Almost as an act of defiance, you had on board some political activists and thinkers such as Arundhati Roy. In one of your earlier editions, I remember, you had invited Mahasweta Devi…
Yes, having Arundhati Roy with us was very special. It was her first trip to Bangladesh. It did have its own drama, with the government trying to scuttle the programme by revoking permission to hold the event, by making up a cock-and-bull story about a programme by the Prime Minister. They then cancelled the new venue saying we needed permission from a different police station. Eventually, I believe, they were shamed into backing off, but not before they became the laughing stock of the entire country. It was a great talk and over 800 people who had waited hours to hear her, stayed glued to her words for nearly two hours.

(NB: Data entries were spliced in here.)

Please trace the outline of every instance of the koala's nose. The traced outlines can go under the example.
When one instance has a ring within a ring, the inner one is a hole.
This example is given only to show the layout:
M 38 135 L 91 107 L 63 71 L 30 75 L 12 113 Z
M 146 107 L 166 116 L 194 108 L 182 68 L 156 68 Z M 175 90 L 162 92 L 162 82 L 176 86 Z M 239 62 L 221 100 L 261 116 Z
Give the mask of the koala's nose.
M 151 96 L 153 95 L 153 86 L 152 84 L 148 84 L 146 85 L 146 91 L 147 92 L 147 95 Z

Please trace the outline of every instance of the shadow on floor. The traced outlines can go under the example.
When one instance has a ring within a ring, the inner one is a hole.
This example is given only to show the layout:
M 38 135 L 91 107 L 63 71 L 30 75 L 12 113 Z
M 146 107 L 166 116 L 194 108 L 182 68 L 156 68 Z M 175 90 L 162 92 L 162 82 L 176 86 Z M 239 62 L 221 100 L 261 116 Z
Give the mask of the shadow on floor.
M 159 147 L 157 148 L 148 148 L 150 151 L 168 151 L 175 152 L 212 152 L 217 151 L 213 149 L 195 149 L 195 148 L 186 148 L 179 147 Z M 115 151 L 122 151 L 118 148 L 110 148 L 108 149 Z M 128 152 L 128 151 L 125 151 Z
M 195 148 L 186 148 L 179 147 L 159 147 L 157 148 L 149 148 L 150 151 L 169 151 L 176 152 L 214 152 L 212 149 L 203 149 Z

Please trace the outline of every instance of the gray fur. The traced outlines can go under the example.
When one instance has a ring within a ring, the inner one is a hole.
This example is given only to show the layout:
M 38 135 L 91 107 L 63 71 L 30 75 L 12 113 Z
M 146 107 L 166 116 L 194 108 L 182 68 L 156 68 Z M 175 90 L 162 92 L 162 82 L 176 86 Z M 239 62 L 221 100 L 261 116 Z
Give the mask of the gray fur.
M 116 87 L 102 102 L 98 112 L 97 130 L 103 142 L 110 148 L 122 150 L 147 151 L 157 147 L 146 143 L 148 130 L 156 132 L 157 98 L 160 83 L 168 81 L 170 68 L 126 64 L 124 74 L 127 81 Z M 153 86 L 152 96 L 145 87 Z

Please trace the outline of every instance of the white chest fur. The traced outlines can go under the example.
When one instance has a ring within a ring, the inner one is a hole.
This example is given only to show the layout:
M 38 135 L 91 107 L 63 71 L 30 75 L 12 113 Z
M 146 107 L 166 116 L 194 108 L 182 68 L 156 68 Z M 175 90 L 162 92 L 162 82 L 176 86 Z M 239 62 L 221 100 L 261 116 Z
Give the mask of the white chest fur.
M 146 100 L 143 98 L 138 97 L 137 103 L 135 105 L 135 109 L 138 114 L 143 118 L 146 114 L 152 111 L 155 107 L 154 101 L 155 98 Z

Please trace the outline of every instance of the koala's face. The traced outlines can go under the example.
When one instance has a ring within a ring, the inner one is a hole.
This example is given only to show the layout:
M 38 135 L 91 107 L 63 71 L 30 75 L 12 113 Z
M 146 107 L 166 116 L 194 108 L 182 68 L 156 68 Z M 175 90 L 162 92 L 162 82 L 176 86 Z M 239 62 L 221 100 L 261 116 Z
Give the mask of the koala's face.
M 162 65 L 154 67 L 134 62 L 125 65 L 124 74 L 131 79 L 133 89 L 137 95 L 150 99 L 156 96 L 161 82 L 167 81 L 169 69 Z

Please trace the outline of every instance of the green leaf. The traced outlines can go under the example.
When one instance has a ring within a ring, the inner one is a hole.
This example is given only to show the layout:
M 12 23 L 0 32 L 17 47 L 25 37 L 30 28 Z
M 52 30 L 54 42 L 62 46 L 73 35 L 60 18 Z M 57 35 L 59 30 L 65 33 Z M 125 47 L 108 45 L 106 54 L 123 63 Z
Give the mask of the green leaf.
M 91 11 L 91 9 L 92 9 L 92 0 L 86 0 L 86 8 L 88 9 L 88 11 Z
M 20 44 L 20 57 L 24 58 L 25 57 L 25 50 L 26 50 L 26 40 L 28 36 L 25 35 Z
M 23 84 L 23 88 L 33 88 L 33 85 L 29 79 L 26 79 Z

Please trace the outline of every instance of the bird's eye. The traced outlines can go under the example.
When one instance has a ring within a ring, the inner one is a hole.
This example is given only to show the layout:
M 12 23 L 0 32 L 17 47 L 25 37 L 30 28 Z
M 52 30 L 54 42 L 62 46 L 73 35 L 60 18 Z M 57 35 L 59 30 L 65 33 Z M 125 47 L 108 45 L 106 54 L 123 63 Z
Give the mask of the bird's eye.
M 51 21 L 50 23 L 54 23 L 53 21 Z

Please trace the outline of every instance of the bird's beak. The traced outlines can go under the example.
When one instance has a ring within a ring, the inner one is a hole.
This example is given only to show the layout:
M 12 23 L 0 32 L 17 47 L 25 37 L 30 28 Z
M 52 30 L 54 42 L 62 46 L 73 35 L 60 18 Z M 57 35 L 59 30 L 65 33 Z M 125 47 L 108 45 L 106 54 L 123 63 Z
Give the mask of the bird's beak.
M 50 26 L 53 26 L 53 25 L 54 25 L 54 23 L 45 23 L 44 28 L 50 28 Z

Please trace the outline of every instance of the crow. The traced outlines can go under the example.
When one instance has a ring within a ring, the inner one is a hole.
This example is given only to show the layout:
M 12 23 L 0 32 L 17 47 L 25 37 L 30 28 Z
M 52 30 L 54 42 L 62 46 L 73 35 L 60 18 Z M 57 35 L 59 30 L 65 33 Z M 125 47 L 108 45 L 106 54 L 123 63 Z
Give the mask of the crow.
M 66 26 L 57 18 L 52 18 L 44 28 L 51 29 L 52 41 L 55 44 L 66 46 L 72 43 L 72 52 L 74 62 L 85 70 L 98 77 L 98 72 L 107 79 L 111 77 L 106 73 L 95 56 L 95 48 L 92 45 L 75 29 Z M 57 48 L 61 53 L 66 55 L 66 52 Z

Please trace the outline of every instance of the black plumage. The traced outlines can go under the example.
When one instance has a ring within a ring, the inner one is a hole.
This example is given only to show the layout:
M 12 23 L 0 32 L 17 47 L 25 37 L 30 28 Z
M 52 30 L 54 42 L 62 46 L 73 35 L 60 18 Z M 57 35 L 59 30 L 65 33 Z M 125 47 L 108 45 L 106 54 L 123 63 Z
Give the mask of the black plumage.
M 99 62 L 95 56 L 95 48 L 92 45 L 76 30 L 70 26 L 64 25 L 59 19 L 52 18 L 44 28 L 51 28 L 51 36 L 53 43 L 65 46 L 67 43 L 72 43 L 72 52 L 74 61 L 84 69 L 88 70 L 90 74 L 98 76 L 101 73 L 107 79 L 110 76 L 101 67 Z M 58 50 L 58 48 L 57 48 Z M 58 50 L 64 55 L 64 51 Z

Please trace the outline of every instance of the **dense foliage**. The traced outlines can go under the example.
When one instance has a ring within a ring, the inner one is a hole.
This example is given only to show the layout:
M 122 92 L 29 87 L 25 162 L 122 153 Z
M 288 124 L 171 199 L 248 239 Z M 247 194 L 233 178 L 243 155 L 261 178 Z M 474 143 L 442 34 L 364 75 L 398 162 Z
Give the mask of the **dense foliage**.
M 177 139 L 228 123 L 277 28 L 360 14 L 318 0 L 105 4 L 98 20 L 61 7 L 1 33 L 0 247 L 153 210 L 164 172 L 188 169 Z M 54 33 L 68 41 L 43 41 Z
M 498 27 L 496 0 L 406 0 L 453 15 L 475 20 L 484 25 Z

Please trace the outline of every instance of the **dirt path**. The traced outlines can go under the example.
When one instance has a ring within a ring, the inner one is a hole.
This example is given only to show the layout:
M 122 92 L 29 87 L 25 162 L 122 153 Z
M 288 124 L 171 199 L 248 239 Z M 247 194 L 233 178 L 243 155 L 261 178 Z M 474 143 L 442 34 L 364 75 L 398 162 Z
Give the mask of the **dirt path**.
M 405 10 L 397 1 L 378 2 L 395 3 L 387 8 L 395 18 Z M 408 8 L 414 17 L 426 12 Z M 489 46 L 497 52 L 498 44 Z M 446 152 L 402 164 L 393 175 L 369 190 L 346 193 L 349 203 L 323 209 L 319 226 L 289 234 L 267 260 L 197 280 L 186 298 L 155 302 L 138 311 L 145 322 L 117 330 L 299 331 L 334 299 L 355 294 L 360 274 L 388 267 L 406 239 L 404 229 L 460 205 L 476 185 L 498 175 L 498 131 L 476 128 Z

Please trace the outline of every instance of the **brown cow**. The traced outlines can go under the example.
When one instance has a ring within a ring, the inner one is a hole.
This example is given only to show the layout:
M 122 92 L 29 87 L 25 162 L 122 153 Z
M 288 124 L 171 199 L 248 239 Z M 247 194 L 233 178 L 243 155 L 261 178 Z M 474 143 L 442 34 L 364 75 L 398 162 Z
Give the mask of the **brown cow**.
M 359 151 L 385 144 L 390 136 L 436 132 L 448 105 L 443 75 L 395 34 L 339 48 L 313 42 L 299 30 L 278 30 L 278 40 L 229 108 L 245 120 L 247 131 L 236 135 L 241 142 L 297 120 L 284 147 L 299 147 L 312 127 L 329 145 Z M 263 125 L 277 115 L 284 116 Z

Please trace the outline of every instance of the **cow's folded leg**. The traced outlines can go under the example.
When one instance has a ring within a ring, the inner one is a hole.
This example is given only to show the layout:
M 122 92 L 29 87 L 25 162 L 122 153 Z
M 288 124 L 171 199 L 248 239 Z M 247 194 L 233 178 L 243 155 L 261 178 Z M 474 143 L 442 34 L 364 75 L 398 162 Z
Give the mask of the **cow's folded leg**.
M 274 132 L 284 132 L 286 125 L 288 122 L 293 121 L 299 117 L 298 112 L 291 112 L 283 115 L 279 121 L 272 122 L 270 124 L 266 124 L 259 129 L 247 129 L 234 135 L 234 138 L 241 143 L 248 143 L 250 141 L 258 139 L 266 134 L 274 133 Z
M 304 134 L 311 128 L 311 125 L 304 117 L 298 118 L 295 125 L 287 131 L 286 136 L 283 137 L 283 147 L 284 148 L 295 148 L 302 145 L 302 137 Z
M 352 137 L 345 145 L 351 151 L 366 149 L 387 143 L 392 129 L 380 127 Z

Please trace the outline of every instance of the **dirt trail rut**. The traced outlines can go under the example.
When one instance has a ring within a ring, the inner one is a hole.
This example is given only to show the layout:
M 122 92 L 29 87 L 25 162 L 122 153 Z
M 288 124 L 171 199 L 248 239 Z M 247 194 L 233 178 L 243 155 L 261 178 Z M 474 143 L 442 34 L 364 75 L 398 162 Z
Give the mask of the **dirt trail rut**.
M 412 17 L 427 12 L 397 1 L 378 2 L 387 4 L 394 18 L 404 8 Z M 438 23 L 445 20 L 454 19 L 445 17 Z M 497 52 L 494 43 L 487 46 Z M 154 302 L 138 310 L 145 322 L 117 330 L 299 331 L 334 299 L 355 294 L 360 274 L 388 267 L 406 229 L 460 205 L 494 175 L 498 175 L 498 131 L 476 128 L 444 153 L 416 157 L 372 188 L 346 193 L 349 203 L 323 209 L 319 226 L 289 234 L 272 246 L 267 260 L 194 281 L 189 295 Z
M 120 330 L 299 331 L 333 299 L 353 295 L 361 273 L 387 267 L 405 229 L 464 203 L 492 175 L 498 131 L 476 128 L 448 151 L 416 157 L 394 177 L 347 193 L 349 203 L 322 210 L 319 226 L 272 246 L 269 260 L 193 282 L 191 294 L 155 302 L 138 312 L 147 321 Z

You had once said, ‘The shutter speed of 125th of a second reserved for momentous slices of time, never slows down enough to listen to the sighs of the silent.’ Ironically, you had to face a situation where you were kept in forcible isolation. How would these extraordinary circumstances define your thoughts at the present moment?
I felt it important to take a step back and see the penal system with a broader lens. Basic needs, the delivery of which development is traditionally measured by, are met in jail conditions. Yet, incarceration is considered an extreme form of punishment. Why then, while outside, should we accept the dictum that freedom can be set aside in the interest of ‘development’? Why should the complete erosion of our freedoms be accepted as a necessary evil in the pursuit of a higher GDP? Why should we accept the illusion of freedom while accepting that we will not have a voice and be deprived of our constitutional rights? Why should fear be normalised and subservience seen as a virtue? What will it take to break the chains that shackle our mind? Yes, I was deprived of the friendship, love and comradery of my fellow warriors, but unless their companionship brought along with it the ability to share our thoughts, to question, to think independently, this proximity would only be a mirage. Freedom would remain a distant dream.
You mentioned this is the last time you will be involved as the festival director of Chobi Mela. What next?
Yes, this is my last term as director. Having founded the festival and nurtured it for nearly 20 years, I believe it is time to hand over to a younger group. Because I was in jail, they have already played a much bigger role than before. Our new building will be ready by the end of the year and both Pathshala and Drik will share the premises. My goal will be to ensure smooth integration between the two organisations and that there is greater synergy. I will continue to facilitate, but hope my inputs will be more conceptual and cerebral than material. I hope to find more time to write poetry.
Tell us about some of your new projects.
For my retrospective at Rubin Museum, NYC, in November, I plan to produce new work based upon my period in jail. It will be a collaborative project with inmates I have interacted with and mentored. It will have artwork, poems and songs by them, but also photographs taken by me after coming out, and my prison notes. I have worked on projects involving the absence of people. Now I’ll be working on a photographic project involving the absence of photographs. (German publisher) Gerhard Steidl will also be publishing a new book on this work, so the Rubin Museum will have both the exhibition and a book launch.
Ina Puri is a writer, biographer, art curator and collector.